Testing Strategy
The test suite is designed to protect the repo from regressions that would weaken its value as a reproducible RAG evaluation artifact.
Covered areas
- CSV bundle loading and schema checks.
- Primary key presence and uniqueness for core tables.
- Required foreign-key presence and referential integrity across examples, retrieval events, chunks, documents, and scenarios.
- Strict numeric validation and standardization for required and optional numeric fields, including rejection of non-numeric corruption and missing required numeric values.
- Metric and policy output contracts.
- Numeric regression checks for risk scoring, retrieval outcome classification, evidence-strength proxy normalization and review-weight normalization, and policy monotonicity.
- Config leaderboard and risk-slice behavior.

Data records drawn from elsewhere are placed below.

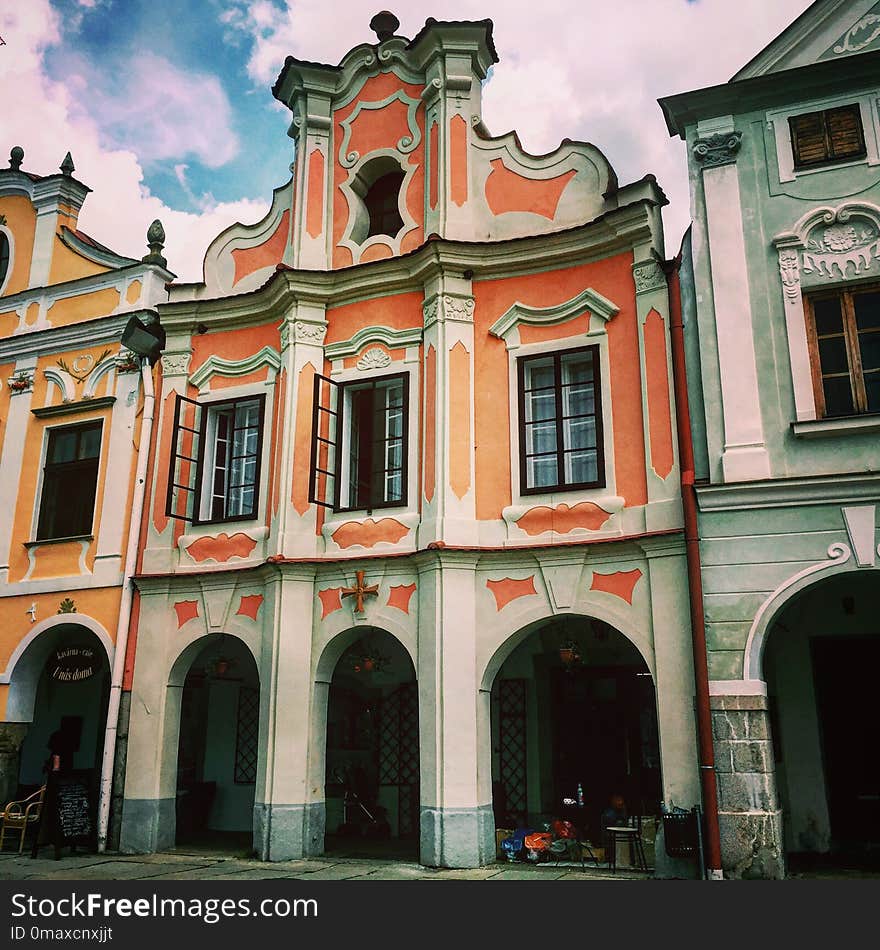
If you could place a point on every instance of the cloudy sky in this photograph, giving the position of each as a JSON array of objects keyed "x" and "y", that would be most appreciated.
[{"x": 166, "y": 105}]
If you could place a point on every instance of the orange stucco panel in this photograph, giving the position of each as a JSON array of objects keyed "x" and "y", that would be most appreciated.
[
  {"x": 657, "y": 385},
  {"x": 611, "y": 277},
  {"x": 509, "y": 191},
  {"x": 400, "y": 596},
  {"x": 233, "y": 344},
  {"x": 398, "y": 311},
  {"x": 620, "y": 583},
  {"x": 302, "y": 440},
  {"x": 330, "y": 600},
  {"x": 83, "y": 307},
  {"x": 430, "y": 421},
  {"x": 563, "y": 518},
  {"x": 369, "y": 533},
  {"x": 509, "y": 588},
  {"x": 267, "y": 254},
  {"x": 458, "y": 146},
  {"x": 315, "y": 198},
  {"x": 577, "y": 326},
  {"x": 186, "y": 610},
  {"x": 373, "y": 126},
  {"x": 459, "y": 420},
  {"x": 221, "y": 548},
  {"x": 249, "y": 605},
  {"x": 21, "y": 220}
]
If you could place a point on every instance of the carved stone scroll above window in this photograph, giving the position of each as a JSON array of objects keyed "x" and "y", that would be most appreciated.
[
  {"x": 374, "y": 358},
  {"x": 648, "y": 276},
  {"x": 719, "y": 149},
  {"x": 313, "y": 333}
]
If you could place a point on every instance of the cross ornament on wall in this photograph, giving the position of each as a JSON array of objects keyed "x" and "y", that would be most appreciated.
[{"x": 360, "y": 590}]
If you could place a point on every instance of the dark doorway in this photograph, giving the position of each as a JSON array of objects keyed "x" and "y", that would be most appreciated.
[
  {"x": 372, "y": 763},
  {"x": 844, "y": 670}
]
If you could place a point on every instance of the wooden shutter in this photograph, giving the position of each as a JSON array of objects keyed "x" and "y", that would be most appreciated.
[
  {"x": 323, "y": 481},
  {"x": 845, "y": 132},
  {"x": 187, "y": 453}
]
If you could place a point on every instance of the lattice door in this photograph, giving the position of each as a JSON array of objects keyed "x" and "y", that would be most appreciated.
[
  {"x": 399, "y": 753},
  {"x": 512, "y": 740}
]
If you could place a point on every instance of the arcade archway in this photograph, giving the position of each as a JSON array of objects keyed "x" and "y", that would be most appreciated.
[
  {"x": 819, "y": 663},
  {"x": 573, "y": 722},
  {"x": 372, "y": 750},
  {"x": 218, "y": 747}
]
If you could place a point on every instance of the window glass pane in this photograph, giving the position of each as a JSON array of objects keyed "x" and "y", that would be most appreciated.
[
  {"x": 872, "y": 391},
  {"x": 838, "y": 396},
  {"x": 832, "y": 355},
  {"x": 580, "y": 467},
  {"x": 62, "y": 445},
  {"x": 867, "y": 307},
  {"x": 828, "y": 314}
]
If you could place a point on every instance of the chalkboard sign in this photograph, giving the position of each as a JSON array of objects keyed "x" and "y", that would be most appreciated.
[{"x": 74, "y": 811}]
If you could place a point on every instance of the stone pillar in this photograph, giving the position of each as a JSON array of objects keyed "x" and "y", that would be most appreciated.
[
  {"x": 284, "y": 826},
  {"x": 750, "y": 816},
  {"x": 457, "y": 829},
  {"x": 11, "y": 737}
]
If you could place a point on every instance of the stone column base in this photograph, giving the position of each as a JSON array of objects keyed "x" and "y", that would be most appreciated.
[
  {"x": 457, "y": 837},
  {"x": 288, "y": 832},
  {"x": 148, "y": 825}
]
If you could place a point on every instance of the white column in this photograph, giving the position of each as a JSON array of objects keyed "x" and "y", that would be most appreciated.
[{"x": 745, "y": 455}]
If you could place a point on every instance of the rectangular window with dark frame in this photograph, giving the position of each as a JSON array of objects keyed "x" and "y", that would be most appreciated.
[
  {"x": 833, "y": 135},
  {"x": 560, "y": 421},
  {"x": 215, "y": 466},
  {"x": 843, "y": 332},
  {"x": 360, "y": 443},
  {"x": 70, "y": 480}
]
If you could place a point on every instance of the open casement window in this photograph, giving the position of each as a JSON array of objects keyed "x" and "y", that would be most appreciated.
[
  {"x": 215, "y": 463},
  {"x": 820, "y": 138},
  {"x": 843, "y": 331},
  {"x": 560, "y": 421},
  {"x": 359, "y": 443},
  {"x": 70, "y": 480}
]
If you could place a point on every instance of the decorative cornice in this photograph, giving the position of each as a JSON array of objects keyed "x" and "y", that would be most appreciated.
[
  {"x": 718, "y": 149},
  {"x": 587, "y": 301},
  {"x": 216, "y": 365},
  {"x": 648, "y": 276},
  {"x": 393, "y": 339}
]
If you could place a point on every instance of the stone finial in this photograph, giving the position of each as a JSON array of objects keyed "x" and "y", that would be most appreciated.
[
  {"x": 156, "y": 241},
  {"x": 384, "y": 25}
]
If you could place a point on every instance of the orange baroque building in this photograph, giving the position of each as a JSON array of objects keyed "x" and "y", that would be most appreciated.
[
  {"x": 75, "y": 407},
  {"x": 413, "y": 566}
]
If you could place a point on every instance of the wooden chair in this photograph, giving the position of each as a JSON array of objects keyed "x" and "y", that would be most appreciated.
[
  {"x": 630, "y": 832},
  {"x": 18, "y": 816}
]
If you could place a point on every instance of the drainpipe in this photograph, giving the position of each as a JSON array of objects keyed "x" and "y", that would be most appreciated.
[
  {"x": 122, "y": 629},
  {"x": 708, "y": 782}
]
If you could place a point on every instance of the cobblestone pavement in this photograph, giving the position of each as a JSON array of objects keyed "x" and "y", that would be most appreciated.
[{"x": 181, "y": 866}]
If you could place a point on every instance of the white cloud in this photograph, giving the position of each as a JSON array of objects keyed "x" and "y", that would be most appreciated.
[{"x": 46, "y": 119}]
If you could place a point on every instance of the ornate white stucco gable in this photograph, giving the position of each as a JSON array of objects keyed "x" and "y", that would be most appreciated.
[{"x": 826, "y": 246}]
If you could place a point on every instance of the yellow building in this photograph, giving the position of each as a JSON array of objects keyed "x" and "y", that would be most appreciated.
[{"x": 73, "y": 414}]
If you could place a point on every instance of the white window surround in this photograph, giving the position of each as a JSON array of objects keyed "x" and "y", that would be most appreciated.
[
  {"x": 820, "y": 267},
  {"x": 604, "y": 497},
  {"x": 407, "y": 514},
  {"x": 777, "y": 123},
  {"x": 4, "y": 280}
]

- Project hygiene checks for docs, Docker, CI, Streamlit smoke coverage, Docker health-smoke coverage, Trace Explorer literal search behavior, and view separation.
Local checks
make check
This runs:
ruff check app.py src tests scripts
python -m compileall app.py src tests scripts
python scripts/run_pytest.py -q
python -c "import app; from src.dashboard import CommandCenterApp; CommandCenterApp()"
CI checks
GitHub Actions runs lint, compile, tests, and a Streamlit import smoke check on Python 3.11 and 3.12. A separate job builds the Docker image through scripts/docker_smoke.py, starts the container, verifies the container remains running, and probes Streamlit's /_stcore/health endpoint after the matrix passes.
Runtime-binding regression checks
The test suite includes AST-level checks for class methods defined without self and without @staticmethod. This prevents valid Python syntax from passing CI while failing during Streamlit render paths because of implicit instance binding.
In environments where Streamlit is installed, smoke tests also verify selected controller/view helper methods through an instantiated CommandCenterApp.